# NLP LAB 1 - Inference & Interfaces

This lab is focused on presenting basic tools that may be useful when creating ML PoCs, presenting them online, and gathering information from users' interaction with the model.

Libraries involved:
- [__GradIO__](https://www.gradio.app/docs/interface):  _is an open-source Python package that allows you to quickly build a demo or web application for your machine learning model_.
- [__Cohere__](https://docs.cohere.com/reference/about) + [__LangChain__](https://python.langchain.com/docs/get_started/introduction): interacting with deployed LLMs.
- [__Hugging Face Datasets__](https://huggingface.co/docs/datasets/index): a repository of publically available datasets.
- [__sqlite3__](https://docs.python.org/3/library/sqlite3.html): simple database with Python API.

Parts of the notebook are loosely based on documentations of corresponding libraries.


The first two introductory labs will not have any homework.


### Install Dependecies

In [1]:
%pip install gradio langchain cohere datasets

Note: you may need to restart the kernel to use updated packages.


## Make a Chat Bot Interface through API

### Connect with Cohere

First, let's programatically connect to Cohere Chat, using their Langchain API.

To run this cell, you need to:
- Create an Cohere Account - [Sign up](https://dashboard.cohere.com/welcome/register) if you don't have one.
- Create or Copy an API key - [API Keys](https://dashboard.cohere.com/api-keys) and copy it into this block.

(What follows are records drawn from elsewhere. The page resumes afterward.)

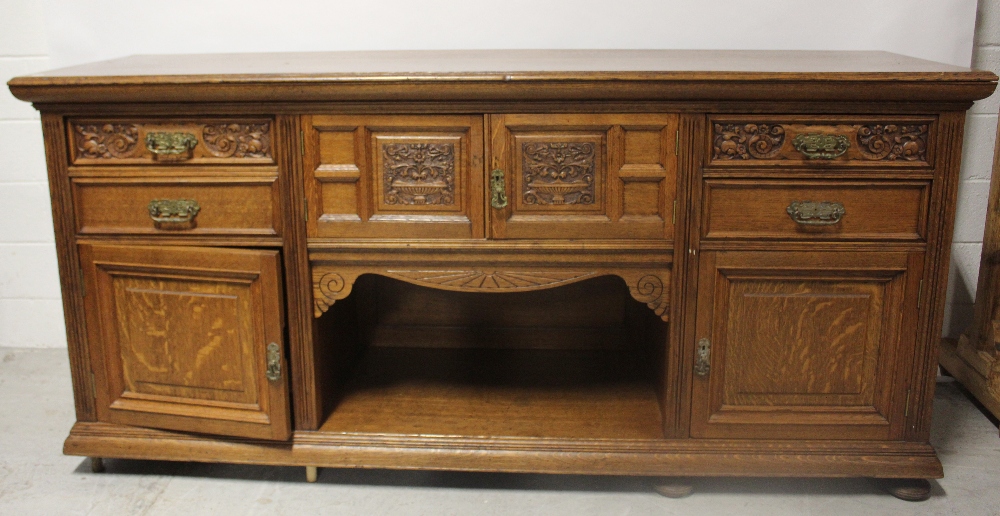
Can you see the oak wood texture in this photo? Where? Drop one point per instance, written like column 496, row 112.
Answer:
column 124, row 141
column 974, row 359
column 183, row 336
column 758, row 209
column 648, row 196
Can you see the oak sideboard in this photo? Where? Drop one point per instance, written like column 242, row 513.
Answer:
column 659, row 263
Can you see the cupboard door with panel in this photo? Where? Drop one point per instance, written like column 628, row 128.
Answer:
column 584, row 175
column 804, row 345
column 188, row 339
column 370, row 176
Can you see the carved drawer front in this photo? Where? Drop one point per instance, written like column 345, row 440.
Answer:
column 223, row 206
column 899, row 142
column 158, row 141
column 188, row 339
column 583, row 176
column 814, row 210
column 804, row 345
column 394, row 176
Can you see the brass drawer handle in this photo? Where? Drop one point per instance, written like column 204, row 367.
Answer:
column 821, row 146
column 816, row 213
column 498, row 187
column 173, row 211
column 173, row 145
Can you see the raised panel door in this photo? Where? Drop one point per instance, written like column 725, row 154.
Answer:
column 797, row 345
column 188, row 339
column 584, row 176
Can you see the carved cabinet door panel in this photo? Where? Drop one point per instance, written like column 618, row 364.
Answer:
column 370, row 176
column 804, row 345
column 188, row 339
column 583, row 176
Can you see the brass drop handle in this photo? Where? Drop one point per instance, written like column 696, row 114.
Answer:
column 171, row 144
column 498, row 189
column 821, row 146
column 273, row 372
column 173, row 211
column 816, row 213
column 703, row 360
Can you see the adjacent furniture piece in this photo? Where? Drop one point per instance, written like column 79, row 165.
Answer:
column 975, row 358
column 663, row 263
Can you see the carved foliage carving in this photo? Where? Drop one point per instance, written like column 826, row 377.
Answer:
column 649, row 289
column 747, row 141
column 106, row 141
column 238, row 140
column 558, row 173
column 893, row 142
column 419, row 173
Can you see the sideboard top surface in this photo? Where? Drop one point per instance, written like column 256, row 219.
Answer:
column 489, row 75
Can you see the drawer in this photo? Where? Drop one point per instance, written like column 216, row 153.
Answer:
column 814, row 210
column 158, row 141
column 778, row 141
column 178, row 206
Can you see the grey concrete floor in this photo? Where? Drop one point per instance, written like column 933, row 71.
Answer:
column 36, row 412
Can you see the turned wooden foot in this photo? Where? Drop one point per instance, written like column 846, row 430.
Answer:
column 909, row 489
column 674, row 487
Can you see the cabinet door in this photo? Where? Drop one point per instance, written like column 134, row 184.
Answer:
column 804, row 345
column 585, row 176
column 373, row 176
column 188, row 339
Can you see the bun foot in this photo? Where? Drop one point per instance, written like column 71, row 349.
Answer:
column 909, row 489
column 674, row 487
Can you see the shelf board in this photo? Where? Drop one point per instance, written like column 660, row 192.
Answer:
column 490, row 392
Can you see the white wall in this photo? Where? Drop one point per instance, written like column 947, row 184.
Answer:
column 37, row 35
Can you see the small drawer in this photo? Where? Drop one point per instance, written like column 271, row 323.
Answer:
column 814, row 210
column 782, row 141
column 149, row 142
column 177, row 207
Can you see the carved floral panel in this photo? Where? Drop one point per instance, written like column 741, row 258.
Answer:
column 557, row 173
column 418, row 173
column 106, row 141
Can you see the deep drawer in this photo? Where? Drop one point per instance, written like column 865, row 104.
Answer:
column 218, row 206
column 138, row 142
column 779, row 141
column 814, row 210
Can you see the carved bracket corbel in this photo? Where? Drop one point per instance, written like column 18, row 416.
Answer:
column 651, row 287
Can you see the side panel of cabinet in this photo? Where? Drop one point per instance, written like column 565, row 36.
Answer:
column 804, row 345
column 585, row 176
column 183, row 339
column 394, row 176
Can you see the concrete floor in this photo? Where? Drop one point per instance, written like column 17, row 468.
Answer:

This should allow you to interact with this LLM within Python.



In [2]:
import cohere
import gradio as gr
from typing import List, Tuple, Dict
import os

llm = cohere.ClientV2("EhIqPfTHeMWbPA4XiaYYZLuEoX9HyjrEHAh9sgaL")

### Make a Chat Interface

GradIO allows us to easily create a simple [ChatBot interface](https://www.gradio.app/docs/chatinterface), using just a generic predict function, where we can embed Cohere LLM.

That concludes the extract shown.